Snyder's-Lance, Inc.
- Company type: Subsidiary
- Traded as: Nasdaq: LNCE
- Industry: Food
- Predecessor: Lance Inc. Snyder's of Hanover
- Founded: December 6, 2010; 15 years ago
- Headquarters: Charlotte, North Carolina, U.S.
- Key people: James Johnston (chairman) Jen Weaver (CEO)
- Products: Snack food
- Brands: List Archway; Cape Cod; Diamond Foods; Jays; Kettle Foods; Lance; Pop Secret; Snyder's of Hanover; Stella D'oro; Tom's; ;
- Parent: The Campbell's Company
- Website: campbellsnacks.com

= Snyder's-Lance =

American snack manufacturer

Snyder's-Lance, Inc. is the second largest salty snack maker in the United States. It was formed by the 2010 merger of Lance Inc. and Snyder's of Hanover. The company is a subsidiary of The Campbell's Company (known before November 2024 as the Campbell Soup Company).

== History ==
On September 6, 2012, Snyder's-Lance agreed to acquire Snack Factory for $312 million.

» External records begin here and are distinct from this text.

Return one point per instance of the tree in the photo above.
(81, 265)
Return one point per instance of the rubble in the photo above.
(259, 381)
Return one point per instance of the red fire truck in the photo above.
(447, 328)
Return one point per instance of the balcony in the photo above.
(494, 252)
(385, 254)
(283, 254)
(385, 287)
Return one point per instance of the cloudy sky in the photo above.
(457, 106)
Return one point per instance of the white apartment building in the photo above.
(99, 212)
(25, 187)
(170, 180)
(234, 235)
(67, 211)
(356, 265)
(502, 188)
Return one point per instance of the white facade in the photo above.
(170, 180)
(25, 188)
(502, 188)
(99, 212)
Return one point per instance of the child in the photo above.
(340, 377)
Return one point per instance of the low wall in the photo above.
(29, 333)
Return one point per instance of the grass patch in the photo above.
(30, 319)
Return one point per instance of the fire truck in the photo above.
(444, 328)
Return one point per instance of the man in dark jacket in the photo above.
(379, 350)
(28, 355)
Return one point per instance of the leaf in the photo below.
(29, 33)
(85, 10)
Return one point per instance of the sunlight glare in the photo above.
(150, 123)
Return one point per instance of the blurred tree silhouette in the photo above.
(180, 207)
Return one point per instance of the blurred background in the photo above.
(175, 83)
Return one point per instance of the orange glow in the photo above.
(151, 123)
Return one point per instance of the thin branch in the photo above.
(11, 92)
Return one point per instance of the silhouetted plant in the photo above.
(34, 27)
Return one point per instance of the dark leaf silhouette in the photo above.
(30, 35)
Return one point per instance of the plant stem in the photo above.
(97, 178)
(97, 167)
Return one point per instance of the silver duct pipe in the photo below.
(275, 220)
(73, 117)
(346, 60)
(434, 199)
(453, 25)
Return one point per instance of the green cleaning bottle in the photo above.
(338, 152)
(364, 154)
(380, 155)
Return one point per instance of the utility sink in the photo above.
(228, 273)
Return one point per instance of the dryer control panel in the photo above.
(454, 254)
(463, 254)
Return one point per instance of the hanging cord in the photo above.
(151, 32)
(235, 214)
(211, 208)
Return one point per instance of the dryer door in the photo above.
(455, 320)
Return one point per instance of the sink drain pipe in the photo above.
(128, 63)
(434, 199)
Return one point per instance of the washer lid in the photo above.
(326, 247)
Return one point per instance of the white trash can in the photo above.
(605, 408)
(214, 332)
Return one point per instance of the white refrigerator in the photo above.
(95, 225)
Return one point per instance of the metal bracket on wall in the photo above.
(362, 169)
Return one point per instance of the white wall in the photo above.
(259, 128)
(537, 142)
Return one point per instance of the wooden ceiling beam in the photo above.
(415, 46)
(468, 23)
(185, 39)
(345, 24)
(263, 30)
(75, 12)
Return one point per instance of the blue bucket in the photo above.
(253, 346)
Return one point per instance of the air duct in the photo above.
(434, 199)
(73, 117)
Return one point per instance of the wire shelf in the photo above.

Snyder's-Lance expected the acquisition to close early fourth quarter. On August 30, 2013, Snyder's-Lance acquired Stateline Service Corp. and no purchase price was disclosed. In 2016, Snyder's-Lance acquired Diamond Foods in a cash and stock merger transaction bringing Kettle Brand, Diamond of California, Pop-Secret and other snack brands under the Snyder's-Lance umbrella. On December 18, 2017, the company announced it had entered to an agreement to accept Campbell Soup Company's offer to purchase the company. At time of the announcement, the purchase was valued at $4.9 billion. On January 18, 2023, Campbell Soup Company announced that the Campbell Snacks offices in Charlotte, North Carolina, and Norwalk, Connecticut, would be shut down with operations being consolidated at the company's headquarters in Camden, New Jersey.